We just got back from a quick trip to the South of France.
It was necessary trip which involved 1) lots and lots of clearing out of stuff from my boyfriends father's house; 2) dodging the odd gigantic hornet; and 3) bursting our brains with the stress of liasing with local officials when neither of us spoke the other's language. Fu-u-un.
But in between the hard stuff, we were slowly drawn into the charm of this place. We walked and drove around marvelling at the stunning, raw beauty of the landscape. Fresh drinking water trickles down the sheer rock faces and is collected at a particular spot by locals who haven't yet got plumbing in their homes. The sheer mountainsides are covered with dark green pines and lighter green trees, so neatly arranged they could have been planted in perfect rows. The forests and streams hum and splash with life.
And the villages are breathtakingly lovely: built of a light-coloured stone, so that everything has a cool, clean, fresh look; timeless as an afternoon game of boule. The towns are characterised by plane trees lining the streets and dappling the squares, and the countryside is dotted with cyprus trees like upward brush strokes, pointing to the blue sky.
One afternoon we stumbled on the market in the local square where we were staying, and it was such a pretty spectacle, it seemed unreal.

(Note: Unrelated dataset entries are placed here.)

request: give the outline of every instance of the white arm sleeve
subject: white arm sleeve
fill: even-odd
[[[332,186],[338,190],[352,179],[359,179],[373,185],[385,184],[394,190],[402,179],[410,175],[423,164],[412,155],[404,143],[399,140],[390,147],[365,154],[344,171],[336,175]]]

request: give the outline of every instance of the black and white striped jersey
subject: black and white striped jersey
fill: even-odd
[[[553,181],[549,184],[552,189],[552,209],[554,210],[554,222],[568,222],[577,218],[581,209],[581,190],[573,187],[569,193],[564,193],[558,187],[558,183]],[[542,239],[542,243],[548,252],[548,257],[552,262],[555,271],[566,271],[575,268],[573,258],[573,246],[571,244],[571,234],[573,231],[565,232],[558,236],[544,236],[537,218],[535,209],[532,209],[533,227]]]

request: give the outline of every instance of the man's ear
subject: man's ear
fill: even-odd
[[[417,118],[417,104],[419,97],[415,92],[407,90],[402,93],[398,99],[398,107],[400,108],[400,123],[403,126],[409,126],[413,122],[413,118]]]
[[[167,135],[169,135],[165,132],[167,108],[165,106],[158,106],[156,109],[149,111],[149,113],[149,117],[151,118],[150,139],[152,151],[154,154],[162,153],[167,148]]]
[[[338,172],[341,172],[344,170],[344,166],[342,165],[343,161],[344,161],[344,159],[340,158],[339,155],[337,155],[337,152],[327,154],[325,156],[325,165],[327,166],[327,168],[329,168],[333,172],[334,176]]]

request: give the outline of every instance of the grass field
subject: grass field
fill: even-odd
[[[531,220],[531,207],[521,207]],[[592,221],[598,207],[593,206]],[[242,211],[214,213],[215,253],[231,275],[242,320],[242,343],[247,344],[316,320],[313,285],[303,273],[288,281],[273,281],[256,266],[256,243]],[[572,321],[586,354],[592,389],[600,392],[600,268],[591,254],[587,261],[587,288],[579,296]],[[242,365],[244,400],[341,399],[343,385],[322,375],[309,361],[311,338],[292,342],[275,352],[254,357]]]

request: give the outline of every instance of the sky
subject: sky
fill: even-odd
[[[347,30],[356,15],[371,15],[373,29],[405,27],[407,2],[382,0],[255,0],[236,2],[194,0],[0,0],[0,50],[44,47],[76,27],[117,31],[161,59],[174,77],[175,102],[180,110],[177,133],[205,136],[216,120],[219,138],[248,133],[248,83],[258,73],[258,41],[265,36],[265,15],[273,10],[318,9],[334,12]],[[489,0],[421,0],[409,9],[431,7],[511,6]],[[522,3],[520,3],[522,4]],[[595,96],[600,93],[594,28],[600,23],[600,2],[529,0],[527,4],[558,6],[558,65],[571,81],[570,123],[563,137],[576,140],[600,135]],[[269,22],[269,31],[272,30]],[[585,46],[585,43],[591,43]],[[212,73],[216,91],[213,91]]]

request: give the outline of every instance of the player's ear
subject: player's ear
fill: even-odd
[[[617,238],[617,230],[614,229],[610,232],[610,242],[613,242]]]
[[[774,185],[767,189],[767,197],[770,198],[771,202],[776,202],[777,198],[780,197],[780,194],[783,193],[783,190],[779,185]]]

Well-dressed people wandered unhurriedly, tasting artisan cheeses and mushrooms and honey, smelling the wares of the lavendar distiller and enjoying their weekly ritual of purchasing their groceries from local producers.
We also saw some Roman ruins, an amphitheatre at Nîmes and one of the best remaining Roman aqueducts in the world, at Pont du Gard. All the time I was marvelling at the fact that the Romans did actually invade and occupy France, just like in the comic books. I am ashamed to say that 90% of the history and geography I know has come from Asterix and Obelix comics. Though I must say, they have served me well in this part of the world.
I couldn't help smirking at my memories of those "indomitable Gauls"; and thinking that some of that proud, patriotic spirit was evident in the people who live there now, who are defiantly preserving their traditional way of life. An example? You don't pay for parking between 12 midday and 2pm. Because everybody has gone home for lunch, including the parking officers. Now that is the way it should be everywhere.